The user interface and associated jargon will make or break the product, and given that 50% of the comments on this and every other site on the web are of the nature "Eh? What? Can someone explain what this actually is?" today's launch seems to be doing more harm than good!
Heh, looks like we're reading different sites :). Most people seem to understand what Unite is about, and negative comments are mostly directed to the possible security and copyright implications, apart from the typical "Opera" comments, ya know ;)
The idea surely sounds nice and cool, its success depends on what developers achieve with it, and what hurdles Opera create for the service, I hope they do not go their own way as always, and that they learned something from the iPhone App Store (treat your users and your developers right
). If it goes well, I can see people using this to set up access to their home computer from everywhere and using any device, kind like a personal file server, but with more possible uses in the future (your own Remember the Milk, for example?). Also, developers could create replacements for popular web services, and in case one of them go down, you could continue to use it from your own computer.

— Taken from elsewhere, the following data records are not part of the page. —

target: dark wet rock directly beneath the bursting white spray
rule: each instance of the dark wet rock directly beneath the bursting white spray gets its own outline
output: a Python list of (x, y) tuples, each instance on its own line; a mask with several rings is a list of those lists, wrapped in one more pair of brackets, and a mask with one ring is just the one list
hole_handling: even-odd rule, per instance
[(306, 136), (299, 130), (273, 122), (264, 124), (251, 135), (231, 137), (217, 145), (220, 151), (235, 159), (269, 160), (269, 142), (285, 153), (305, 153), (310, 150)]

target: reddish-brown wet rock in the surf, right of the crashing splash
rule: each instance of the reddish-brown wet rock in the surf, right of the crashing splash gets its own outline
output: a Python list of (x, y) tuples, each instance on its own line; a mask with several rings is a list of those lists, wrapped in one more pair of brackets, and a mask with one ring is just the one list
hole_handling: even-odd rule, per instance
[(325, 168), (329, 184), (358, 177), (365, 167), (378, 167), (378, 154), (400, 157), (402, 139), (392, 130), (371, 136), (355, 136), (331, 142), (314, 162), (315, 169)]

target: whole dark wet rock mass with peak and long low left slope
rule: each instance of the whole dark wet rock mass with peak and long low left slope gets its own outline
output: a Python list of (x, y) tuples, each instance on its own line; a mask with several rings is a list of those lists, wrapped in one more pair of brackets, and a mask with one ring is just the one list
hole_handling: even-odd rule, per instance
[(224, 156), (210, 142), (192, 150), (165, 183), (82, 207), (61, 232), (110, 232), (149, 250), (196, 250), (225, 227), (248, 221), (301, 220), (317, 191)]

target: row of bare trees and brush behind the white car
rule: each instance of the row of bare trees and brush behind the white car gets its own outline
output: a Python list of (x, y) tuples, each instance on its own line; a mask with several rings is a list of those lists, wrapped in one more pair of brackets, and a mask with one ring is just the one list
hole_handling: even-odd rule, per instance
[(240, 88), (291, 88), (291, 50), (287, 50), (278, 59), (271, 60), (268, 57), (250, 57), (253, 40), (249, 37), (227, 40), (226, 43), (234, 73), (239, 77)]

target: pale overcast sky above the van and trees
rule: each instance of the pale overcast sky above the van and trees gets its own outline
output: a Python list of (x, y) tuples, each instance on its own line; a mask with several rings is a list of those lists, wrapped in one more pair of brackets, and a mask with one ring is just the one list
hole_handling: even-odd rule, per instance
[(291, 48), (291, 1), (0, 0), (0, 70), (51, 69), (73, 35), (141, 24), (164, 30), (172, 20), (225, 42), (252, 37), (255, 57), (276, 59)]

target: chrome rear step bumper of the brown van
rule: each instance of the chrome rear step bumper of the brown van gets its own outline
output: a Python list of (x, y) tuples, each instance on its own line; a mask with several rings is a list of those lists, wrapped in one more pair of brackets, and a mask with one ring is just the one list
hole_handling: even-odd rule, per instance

After a sympathetic opinion, a critical analysis
. He gained a reader, and Asa Dotzler recovered one feed subscription :D
The most impressive thing about Unite is that Opera managed to generate buzz and get everyone talking about it in a couple of days. Well done, even more considering that the release of the first beta of Opera went mostly ignored by the tech pundits, while broken alphas of Chrome for Linux and Mac received widespread coverage.